Configuring SSL for nodetool, nodesync, dsetool, and Advanced Replication
Use nodetool, nodesync, dsetool, and DSE Advanced Replication with SSL encryption.
Complete the following procedure to configure JMX for using nodetool, nodesync, dsetool, and DataStax Enterprise (DSE) Advanced Replication with SSL.
Important: Make these changes in the
cassandra-env.sh file on each node in the
cluster.
cassandra-env.sh
The location of the cassandra-env.sh file depends on the type of installation:Package installations | /etc/dse/cassandra/cassandra-env.sh |
Tarball installations | installation_location/resources/cassandra/conf/cassandra-env.sh |
Prerequisites
- Create SSL certificates with a self-signed CA.

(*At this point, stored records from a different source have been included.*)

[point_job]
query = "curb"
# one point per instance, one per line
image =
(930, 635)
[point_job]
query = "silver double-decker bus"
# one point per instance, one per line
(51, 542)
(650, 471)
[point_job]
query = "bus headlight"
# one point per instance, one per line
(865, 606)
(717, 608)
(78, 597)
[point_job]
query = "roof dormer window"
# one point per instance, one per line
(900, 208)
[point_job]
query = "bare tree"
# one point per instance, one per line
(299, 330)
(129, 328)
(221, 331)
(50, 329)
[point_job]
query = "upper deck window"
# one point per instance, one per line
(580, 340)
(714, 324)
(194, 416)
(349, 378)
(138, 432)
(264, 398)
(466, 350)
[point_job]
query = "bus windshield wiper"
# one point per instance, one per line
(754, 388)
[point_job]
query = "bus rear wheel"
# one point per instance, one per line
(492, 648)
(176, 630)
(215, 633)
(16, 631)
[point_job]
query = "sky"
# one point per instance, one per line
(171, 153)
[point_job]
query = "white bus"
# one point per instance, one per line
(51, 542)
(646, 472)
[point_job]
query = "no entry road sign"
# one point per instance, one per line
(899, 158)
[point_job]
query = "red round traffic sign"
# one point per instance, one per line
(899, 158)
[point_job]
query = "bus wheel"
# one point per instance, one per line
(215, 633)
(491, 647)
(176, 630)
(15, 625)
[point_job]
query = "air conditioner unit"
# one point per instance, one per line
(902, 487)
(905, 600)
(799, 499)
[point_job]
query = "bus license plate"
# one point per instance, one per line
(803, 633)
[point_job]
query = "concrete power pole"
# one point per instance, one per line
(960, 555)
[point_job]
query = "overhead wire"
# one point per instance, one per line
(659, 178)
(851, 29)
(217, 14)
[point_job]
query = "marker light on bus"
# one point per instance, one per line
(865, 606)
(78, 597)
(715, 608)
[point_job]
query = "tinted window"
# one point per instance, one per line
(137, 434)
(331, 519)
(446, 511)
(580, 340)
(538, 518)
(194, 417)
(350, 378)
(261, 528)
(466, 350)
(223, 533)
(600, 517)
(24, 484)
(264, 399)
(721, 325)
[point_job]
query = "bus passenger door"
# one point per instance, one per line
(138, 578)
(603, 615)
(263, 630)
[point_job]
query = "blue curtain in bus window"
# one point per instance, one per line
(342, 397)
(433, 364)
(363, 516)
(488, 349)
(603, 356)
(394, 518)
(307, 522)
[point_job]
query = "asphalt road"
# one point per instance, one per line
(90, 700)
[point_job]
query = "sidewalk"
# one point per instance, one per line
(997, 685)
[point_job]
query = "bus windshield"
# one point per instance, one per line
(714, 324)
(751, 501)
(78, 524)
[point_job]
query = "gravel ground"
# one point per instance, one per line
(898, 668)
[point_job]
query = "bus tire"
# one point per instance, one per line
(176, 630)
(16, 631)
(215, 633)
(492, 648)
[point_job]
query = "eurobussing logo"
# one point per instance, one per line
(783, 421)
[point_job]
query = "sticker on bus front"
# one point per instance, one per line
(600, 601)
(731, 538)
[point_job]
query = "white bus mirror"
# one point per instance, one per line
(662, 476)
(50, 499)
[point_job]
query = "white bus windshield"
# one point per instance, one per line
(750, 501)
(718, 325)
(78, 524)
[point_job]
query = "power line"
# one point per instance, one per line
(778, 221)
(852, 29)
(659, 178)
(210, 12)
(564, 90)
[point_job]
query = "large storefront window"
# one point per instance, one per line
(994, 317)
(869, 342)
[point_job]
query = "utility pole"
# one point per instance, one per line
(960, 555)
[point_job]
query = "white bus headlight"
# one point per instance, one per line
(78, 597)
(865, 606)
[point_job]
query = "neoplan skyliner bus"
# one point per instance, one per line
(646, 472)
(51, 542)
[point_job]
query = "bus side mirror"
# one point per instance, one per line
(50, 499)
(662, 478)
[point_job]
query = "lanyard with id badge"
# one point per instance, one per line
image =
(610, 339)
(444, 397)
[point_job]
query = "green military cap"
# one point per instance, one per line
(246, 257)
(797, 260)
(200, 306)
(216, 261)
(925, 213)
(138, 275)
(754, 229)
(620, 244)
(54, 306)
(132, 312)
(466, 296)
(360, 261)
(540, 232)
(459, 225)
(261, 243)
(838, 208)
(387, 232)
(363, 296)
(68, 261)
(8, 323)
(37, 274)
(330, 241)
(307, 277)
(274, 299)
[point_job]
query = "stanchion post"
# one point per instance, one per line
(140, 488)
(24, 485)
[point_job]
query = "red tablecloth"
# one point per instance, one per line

- Configure client-to-node encryption.
- Configure JMX on the server side.
Note: For production environments, secure an entire cluster using JKS files. For a
single-node development environment, you can use a simpler single-node, local
keystore file and truststore file.
Procedure
- Open the cassandra-env.sh file.
- Restart DSE.
-
nodetool: To configure the client settings for nodetool, create a
.cassandra/nodetool-ssl.properties file in your home or
client program directory on the node where you will run the command. Add the
following settings, depending on whether you are running the command in a
production or development environment.
touch ~/.cassandra/nodetool-ssl.properties
Production environment:
-Dcom.sun.management.jmxremote.ssl=true -Dcom.sun.management.jmxremote.ssl.need.client.auth=false -Dcom.sun.management.jmxremote.registry.ssl=true -Djavax.net.ssl.keyStore=path_to_keystore -Djavax.net.ssl.keyStorePassword=keystore-password -Djavax.net.ssl.trustStore=path_to_truststore -Djavax.net.ssl.trustStorePassword=truststore-password
Development environment:
-Dcom.sun.management.jmxremote.ssl.need.client.auth=true -Dcom.sun.management.jmxremote.registry.ssl=true -Djavax.net.ssl.keyStore=path_to_keystore -Djavax.net.ssl.keyStorePassword=keystore-password -Djavax.net.ssl.trustStore=path_to_truststore -Djavax.net.ssl.trustStorePassword=truststore-password
-
nodesync: To configure the client settings for nodesync, create a
.cassandra/nodesync-ssl.properties file in your home or
client program directory on the node where you will run the command. Add the
following settings to the file.
Note: The file for nodesync is equivalent to the .cassandra/nodetool-ssl.properties file used by nodetool, except that it defines properties shared by JMX and CQL.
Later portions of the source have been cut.